O discurso da V Conferência da UNESCO, realizada em Hamburgo em 1997, invoca as

grandes transformações políticas, económicas e sociais dos últimos dez anos para

justificar a necessidade de se pensar a educação e formação de adultos segundo uma

perspetiva mais ajustada às sociedades modernas. Na V Conferência Internacional, a

UNESCO, na Declaração de Hamburgo deixa uma mensagem, onde, manifestando

inequivocamente a necessidade da EA, se compromete a assegurar a homens e mulheres

uma educação ao longo das suas vidas, educação que pretende proporcionar prazer a

todos os adultos envolvidos, constituindo, paralelamente, uma ferramenta, um direito e

uma responsabilidade compartilhada. Para que este compromisso possa ser assumido

com sucesso, a UNESCO, manifesta a urgência da criação de meios, que garantam o

investimento nacional e internacional na educação de jovens e adultos.

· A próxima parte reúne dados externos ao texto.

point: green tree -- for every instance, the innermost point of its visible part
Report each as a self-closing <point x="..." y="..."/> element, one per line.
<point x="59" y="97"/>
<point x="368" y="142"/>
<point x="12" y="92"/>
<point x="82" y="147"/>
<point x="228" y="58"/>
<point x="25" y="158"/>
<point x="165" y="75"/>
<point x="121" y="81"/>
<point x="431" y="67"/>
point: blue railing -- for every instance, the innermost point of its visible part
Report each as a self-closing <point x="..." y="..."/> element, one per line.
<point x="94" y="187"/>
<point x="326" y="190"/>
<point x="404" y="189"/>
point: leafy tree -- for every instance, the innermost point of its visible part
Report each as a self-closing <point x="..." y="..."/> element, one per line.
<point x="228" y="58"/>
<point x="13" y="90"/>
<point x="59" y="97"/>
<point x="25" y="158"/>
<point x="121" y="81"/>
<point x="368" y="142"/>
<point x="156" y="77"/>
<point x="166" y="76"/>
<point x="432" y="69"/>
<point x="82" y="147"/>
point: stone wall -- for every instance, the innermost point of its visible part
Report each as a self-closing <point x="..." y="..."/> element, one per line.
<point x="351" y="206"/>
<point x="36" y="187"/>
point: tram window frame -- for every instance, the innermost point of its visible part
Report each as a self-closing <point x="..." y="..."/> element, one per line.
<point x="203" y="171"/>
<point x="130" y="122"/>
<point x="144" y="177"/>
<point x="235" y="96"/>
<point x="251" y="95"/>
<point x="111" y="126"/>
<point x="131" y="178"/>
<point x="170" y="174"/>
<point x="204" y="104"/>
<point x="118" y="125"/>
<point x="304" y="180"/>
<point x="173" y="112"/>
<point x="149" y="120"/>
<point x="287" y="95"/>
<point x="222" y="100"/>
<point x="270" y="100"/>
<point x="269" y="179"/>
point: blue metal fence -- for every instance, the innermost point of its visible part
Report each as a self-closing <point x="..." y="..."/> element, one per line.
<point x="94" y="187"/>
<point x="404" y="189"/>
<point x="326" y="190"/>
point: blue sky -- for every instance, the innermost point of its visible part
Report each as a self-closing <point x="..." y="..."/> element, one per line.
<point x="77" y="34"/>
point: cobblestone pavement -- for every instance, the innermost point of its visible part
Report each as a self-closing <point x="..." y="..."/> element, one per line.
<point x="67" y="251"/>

1.2.1 Da “Educação Permanente” à “Aprendizagem ao Longo da Vida”

A UNESCO, desde a sua fundação, procurou a sua identidade no seio específico das

Nações unidas e, na opinião de Finger e Asún (2003) encontrou-a na educação

permanente.

O movimento de educação permanente surgiu no início dos anos 70, e é contemporâneo

de outras correntes críticas do modelo escolar protagonizadas por autores como Ivan

Illich e, noutro contexto, por Paulo Freire. A UNESCO, ao publicar o relatório de Faure

(1972), que relega a lógica de acumulação de conhecimentos e enfatiza o processo de

“aprender a ser”, marca uma viragem no pensamento sobre a educação. A perspetiva

deste modelo encara a educação como um processo contínuo, confundindo-se com a

existência e a construção da pessoa. Há três pressupostos inerentes a este processo

educativo: continuidade, diversidade e globalidade (Canário, 1999). Segundo Canário

(1999), no campo das práticas educativas, os ideais desde processo tiveram uma

amplitude limitada, cuja consequência foi a continuação e o reforço da lógica

escolarizada.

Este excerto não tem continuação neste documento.